The three main personalities
With the limited research done into cat personalities, they found 3 different personality profiles, based on 3 different markers - alert, social and phlegmatic behaviour.
- The bossy cat is highly curious, alert and active. They also tend to be very social in their behaviour towards people and rarely afraid of them. However, they do seem to react rather strongly to changes or situations, causing them to be easily upset and needing time to regain their calm and balance.
- The timid cat on the other hand is likely to be more passive and not nearly as inquisitive or alert to what is going on. They also tend to be more shy and reserved with people and are more prone to being fearful of humans or cautious around them. They too stress easily when their routine is disturbed and will need some time to bounce back.

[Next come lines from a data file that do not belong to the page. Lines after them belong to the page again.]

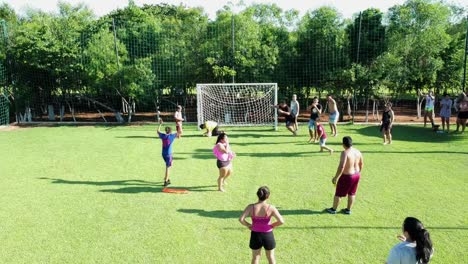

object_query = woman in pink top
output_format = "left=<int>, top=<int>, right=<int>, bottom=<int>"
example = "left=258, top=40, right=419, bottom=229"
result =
left=239, top=186, right=284, bottom=264
left=213, top=132, right=236, bottom=192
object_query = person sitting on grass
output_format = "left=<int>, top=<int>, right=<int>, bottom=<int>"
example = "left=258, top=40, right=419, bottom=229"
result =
left=315, top=117, right=333, bottom=155
left=386, top=217, right=434, bottom=264
left=239, top=186, right=284, bottom=264
left=200, top=121, right=223, bottom=137
left=158, top=118, right=179, bottom=187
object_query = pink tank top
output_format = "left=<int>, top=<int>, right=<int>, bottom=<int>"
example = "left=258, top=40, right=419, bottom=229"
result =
left=251, top=205, right=273, bottom=233
left=213, top=142, right=229, bottom=161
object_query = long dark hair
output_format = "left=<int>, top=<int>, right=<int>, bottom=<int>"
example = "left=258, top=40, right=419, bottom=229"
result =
left=216, top=132, right=226, bottom=144
left=403, top=217, right=432, bottom=264
left=257, top=186, right=270, bottom=202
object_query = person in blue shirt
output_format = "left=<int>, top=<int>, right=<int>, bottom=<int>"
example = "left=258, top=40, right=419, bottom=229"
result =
left=158, top=119, right=179, bottom=187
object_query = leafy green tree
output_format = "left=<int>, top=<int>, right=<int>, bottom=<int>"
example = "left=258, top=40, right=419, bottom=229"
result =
left=297, top=7, right=346, bottom=96
left=385, top=0, right=450, bottom=92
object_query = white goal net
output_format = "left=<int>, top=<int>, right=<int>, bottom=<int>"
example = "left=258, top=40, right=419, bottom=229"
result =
left=197, top=83, right=278, bottom=129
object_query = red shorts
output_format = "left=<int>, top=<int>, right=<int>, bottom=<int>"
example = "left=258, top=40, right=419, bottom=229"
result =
left=335, top=172, right=361, bottom=197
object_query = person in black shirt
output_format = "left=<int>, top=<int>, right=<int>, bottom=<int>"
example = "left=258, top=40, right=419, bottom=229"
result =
left=380, top=103, right=395, bottom=145
left=307, top=97, right=322, bottom=143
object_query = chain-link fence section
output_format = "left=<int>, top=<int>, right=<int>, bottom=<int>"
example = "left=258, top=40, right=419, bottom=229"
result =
left=0, top=2, right=467, bottom=125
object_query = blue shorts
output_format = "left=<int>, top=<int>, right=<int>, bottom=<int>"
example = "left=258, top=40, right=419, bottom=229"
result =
left=328, top=111, right=340, bottom=124
left=320, top=138, right=327, bottom=147
left=163, top=154, right=172, bottom=167
left=309, top=119, right=316, bottom=129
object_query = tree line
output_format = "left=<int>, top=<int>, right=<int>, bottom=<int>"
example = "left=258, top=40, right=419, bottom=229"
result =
left=0, top=0, right=467, bottom=119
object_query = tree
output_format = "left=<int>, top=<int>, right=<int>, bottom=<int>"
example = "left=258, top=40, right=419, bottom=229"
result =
left=386, top=0, right=450, bottom=91
left=297, top=7, right=346, bottom=96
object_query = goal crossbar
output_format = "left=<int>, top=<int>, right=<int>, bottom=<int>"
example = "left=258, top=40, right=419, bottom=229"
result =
left=197, top=83, right=278, bottom=130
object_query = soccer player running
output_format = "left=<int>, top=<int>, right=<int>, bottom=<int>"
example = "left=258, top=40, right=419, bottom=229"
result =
left=326, top=136, right=364, bottom=214
left=308, top=97, right=322, bottom=143
left=424, top=90, right=435, bottom=127
left=380, top=103, right=395, bottom=145
left=291, top=94, right=300, bottom=131
left=327, top=94, right=340, bottom=137
left=158, top=118, right=178, bottom=187
left=213, top=132, right=236, bottom=192
left=200, top=121, right=222, bottom=137
left=174, top=105, right=184, bottom=138
left=315, top=117, right=333, bottom=155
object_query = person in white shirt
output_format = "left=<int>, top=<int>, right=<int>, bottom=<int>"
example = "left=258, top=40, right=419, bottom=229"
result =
left=290, top=94, right=300, bottom=131
left=386, top=217, right=434, bottom=264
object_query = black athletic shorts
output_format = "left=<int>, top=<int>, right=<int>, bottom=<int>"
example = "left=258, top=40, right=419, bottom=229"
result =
left=457, top=112, right=468, bottom=119
left=380, top=123, right=391, bottom=132
left=249, top=231, right=276, bottom=250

- The chill cat is the last category and combines the other two. Curious, active and alert as well as social towards humans yet laid-back and calm in the face of changes or stressors. If stressed, they tend to be back on their paws a tad quicker than the other two.
Knowing which category your kitty falls into can help you determine how to handle them and what they need - be it quiet time and space or interaction and stimuli. Ask yourself which kind of cat will suit your lifestyle best. For that matter, are their personality and their quirks are a big deal to you? If it is, you might want to reconsider getting a kitten as their true personality can be hidden for pretty much the first year of their lives. Most kittens are active, playful and inquisitive for the better part of their first year as this is a vital part of learning about the world around you. As the owner, you won't know if they’ll stay that active and playful or if they’ll become a laid-back, relaxed cat that likes its cuddles, for a while.
Lastly, do not apologise for doing your research, visiting your potential candidates several times and spending time with them, so you can make an informed decision.